C’è l’illusione che il vecchio mondo sia tornato. Il secondo turno delle elezioni regionali e dipartimentali francesi, domenica, ha premiato gli uscenti: la destra dei Républicains (Lr) ha confermato la presidenza nelle sette regioni che già governava (e in 64 dipartimenti), i socialisti restano al comando nelle 5 regioni che già avevano (ma il Pcf incassa la perdita del solo dipartimento che dirigeva, il Val-de-Marne, passato a Lr).

L’astensione vince di nuovo al secondo turno, con solo un piccolo rialzo della partecipazione (65,4% di astenuti al secondo turno, 66,7% al primo), dovuta soprattutto alla Provenza-Costa Azzurra, per la sfida del Rassemblement national (Rn): l’estrema destra non riesce a conquistare l’unica regione dove aveva delle serie possibilità e viene distanziata (57,3% per il presidente uscente Lr Renaud Muselier, alleato già al primo turno con La République en Marche, Lrem, contro 42,7% al Rn). Qui ha funzionato il “fronte repubblicano”, il candidato verde si è ritirato per non far correre il rischio di una vittoria dell’estrema destra. Lrem, che sei anni fa non esisteva, non aveva nulla da difendere, ma è uscita a pezzi dal voto, raccogliendo solo il 7% su base nazionale. Rn perde voti in modo consistente a livello globale.
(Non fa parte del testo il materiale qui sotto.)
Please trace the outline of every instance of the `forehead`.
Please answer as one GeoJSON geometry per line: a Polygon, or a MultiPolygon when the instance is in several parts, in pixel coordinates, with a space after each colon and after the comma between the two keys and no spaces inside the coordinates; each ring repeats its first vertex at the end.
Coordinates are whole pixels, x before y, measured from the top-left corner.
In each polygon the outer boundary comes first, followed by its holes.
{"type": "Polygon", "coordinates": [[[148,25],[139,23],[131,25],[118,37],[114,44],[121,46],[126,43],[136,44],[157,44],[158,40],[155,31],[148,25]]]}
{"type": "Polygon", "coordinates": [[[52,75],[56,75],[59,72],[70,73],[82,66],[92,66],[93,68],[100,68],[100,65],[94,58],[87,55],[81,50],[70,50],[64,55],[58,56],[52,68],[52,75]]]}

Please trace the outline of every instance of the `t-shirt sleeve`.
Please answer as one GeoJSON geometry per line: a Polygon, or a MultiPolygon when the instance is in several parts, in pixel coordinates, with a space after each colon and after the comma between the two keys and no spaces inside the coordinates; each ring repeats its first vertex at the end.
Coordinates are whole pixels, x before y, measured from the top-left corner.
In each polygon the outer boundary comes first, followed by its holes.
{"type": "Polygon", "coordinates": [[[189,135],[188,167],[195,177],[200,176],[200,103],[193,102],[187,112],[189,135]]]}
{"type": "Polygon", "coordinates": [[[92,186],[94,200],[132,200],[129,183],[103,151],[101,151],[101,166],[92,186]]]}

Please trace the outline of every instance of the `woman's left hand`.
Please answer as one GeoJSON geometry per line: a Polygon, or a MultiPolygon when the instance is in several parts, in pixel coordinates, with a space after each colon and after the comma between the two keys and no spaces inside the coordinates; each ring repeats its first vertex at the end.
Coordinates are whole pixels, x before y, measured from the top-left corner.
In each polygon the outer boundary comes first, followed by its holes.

La forte astensione, riconfermata al secondo turno, rivela che l’assestamento politico in Francia è ancora lontano dall’essere concluso. Per questo, il sondaggio realizzato in parallelo al voto regionale sulle presidenziali dell’aprile 2022 va preso con riserva: se si votasse oggi, al secondo turno arriverebbero Emmanuel Macron e Marine Le Pen, con il 24% ciascuno, cioè i grandi sconfitti delle regionali. «Adesso le presidenziali sono una partita a tre» ha affermato il presidente rieletto degli Hauts-de-France, Xavier Bertrand, che già si prepara a correre per l’Eliseo e che il sondaggio dà al 18%.

Nel nord, Bertrand è riuscito a ribaltare la situazione, strappando la preminenza al Rn. Ha schiacciato Lrem, che aveva candidato qui, proprio per sbarrargli la strada della candidatura all’Eliseo, ben 5 ministri (ne esce bene solo il ministro degli Interni, Gérald Darmanin, ex Lr, vittorioso nel suo cantone). Ma la candidatura di Bertrand è ancora lontana, perché anche i suoi contendenti a destra – Valérie Pécresse nell’Ile-de-France e Laurent Wauquiez in Auvergne-Rhône-Alpes – hanno vinto bene. A settembre Lr dovrà scegliere, ma la decisione è in alto mare, anche perché Bertrand e Pécresse ormai hanno un piede fuori dal partito e non intendono farsi dettare le condizioni per la candidatura. Tutti e tre hanno fatto una campagna più nazionale che locale, molto a destra.

Per un terzo degli astenuti, la ragione evocata è uno “scontento” generalizzato verso tutto il mondo politico. Per il centrista François Bayrou, si tratta di «un avvertimento» per la democrazia. Macron ieri ha ammesso che dovranno essere tratte «tutte le conseguenze».

Le regionali aprono molti interrogativi anche a sinistra. Lo slancio dei Verdi è frenato, non conquistano nessuna regione, anche se, in assoluto Europa Ecologia è la lista che aumenta di più i voti, «moltiplicati per tre rispetto a sei anni fa», dice Yannick Jadot, candidato in pectore alla presidenziale (il sondaggio gli dà il 10% al primo turno).

La presidente rieletta con la percentuale più alta in assoluto, più del 58% – la socialista Carole Delga in Occitanie – lo è stata senza accordo di unione con i Verdi (ma aveva l’appoggio dell’ambientalista José Bové). Per il segretario socialista, Olivier Faure, «il Ps è la forza motrice». Ma non ha per il momento un candidato per le presidenziali (la sindaca di Parigi Anne Hidalgo è data tra l’8 e il 9% nel sondaggio).

La France Insoumise è in difficoltà, nel sondaggio sulle presidenziali Jean-Luc Mélenchon è dato al 7% al primo turno.